Next week finds the Lakers competiting in the MIAA Individual Championships. Team members are poised to do well - and are motivated to represent their team with the determination and focus that have served them so well throughout the season. The coaches couldn't be more proud of the boys; and are enthusiastic about the the development that no doubt awaits them in the time ahead.

Final Score:  Boys’ Latin 9.5 / John Carroll 11.5

Boys’ Latin vs. Calvert Hall

April 27, 2006

Five Laker team members held a lead during the back six holes during their match against conference rival, Calvert Hall - and one by one, the leads disapated, until finally converting to halved matches or losses after the conclusion of the twelvth hole.

It should be noted however, that in order to play into such an initially favorably position, Boys' Latin had to overcome being swept six points to zero on the front six holes. When the sixth golfer finished the sixth hole, the Lakers had slipped to a 0-6 position in the match. Yet, the team's inability to accept defeat boosted its hopes - and the players set out to turn things around.

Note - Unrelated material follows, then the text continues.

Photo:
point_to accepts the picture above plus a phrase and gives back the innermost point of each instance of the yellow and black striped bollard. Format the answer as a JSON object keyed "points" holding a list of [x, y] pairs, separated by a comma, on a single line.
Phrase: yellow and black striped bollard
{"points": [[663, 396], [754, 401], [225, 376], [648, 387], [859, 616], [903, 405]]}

The Lakers should be commended for their ability to do so - as each team member shook off the front six results and grinded out a quick lead on the back. It was unfortunately, a lead that would eventually be lost; but it permitted the bright light of possibility to shine on the Lakers hopes for the future. This glimmer of optimism is the beacon to which the Lakers are drawn in the time ahead.

Senior, Michael Gallagher deserves special recognition for his showing against Calvert Hall. Michael boasted his finest performance of the season - nearly holing a fairway wood shot for eagle from 220 yards on the fifth hole and following it up with another excellent approach shot that burned the edge of the hole for eagle on the 9th. Micahel's percision with his iron shots and fairway woods has grown to significant porpotions and the remainer of the season promises to be eventful for the quietly confident Laker upperclassman.

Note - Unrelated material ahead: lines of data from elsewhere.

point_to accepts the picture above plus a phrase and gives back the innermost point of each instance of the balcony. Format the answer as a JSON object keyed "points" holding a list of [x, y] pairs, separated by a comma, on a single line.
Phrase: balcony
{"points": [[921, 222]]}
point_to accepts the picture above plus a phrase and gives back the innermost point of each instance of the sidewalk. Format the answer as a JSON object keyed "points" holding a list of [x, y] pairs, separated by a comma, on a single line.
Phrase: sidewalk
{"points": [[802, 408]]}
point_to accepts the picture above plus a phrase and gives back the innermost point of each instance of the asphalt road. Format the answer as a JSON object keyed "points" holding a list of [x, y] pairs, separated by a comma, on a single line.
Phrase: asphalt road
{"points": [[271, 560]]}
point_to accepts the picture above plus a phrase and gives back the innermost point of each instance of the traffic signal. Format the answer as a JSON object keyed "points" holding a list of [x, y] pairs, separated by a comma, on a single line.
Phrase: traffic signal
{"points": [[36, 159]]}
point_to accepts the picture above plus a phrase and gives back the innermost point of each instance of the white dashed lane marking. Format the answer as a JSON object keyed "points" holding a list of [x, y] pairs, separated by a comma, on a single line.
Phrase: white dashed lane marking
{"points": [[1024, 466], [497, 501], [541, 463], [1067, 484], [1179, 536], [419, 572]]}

At the end of the day, team members were distraught but remained optimistic about their progression. Said the coaches "For this team to be competitive in this conference in 2006 is an accomplishment in itself. Do not focus on the record. Focus instead on your development as an individual and your development as a team. We're young. But the thing about being young is that you're always growing. And this team is growing into something special. Concentrate on the development. The wins are just a byproduct of something much, much larger. And they'll come eventually. That's for certain."

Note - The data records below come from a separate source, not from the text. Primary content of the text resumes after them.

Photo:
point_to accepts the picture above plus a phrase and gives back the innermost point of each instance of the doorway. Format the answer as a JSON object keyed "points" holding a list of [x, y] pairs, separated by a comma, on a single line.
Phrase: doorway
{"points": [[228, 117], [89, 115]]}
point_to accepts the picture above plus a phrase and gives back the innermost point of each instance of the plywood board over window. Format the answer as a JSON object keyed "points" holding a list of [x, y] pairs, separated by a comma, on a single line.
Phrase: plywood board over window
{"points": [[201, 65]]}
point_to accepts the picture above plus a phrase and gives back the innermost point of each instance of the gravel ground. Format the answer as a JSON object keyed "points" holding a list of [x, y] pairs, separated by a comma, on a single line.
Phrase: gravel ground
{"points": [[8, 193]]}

The final match of the season promises to be worthy of attention. John Carroll, also without a win for the season, is the last opponent that Boys' Latin will face. Each team hungry for its first victory and each determined to taste such an achievement before season's end, the battle that will pit John Carroll against Boys' Latin will no doubt be full of highlights.

Final Score:  Boys’ Latin 2 / Calvert Hall 19

Boys’ Latin vs. Archbishop Spalding

April 21, 2006

As C.S. Lewis once said, “Sometimes the longest way ‘round is the shortest way home.”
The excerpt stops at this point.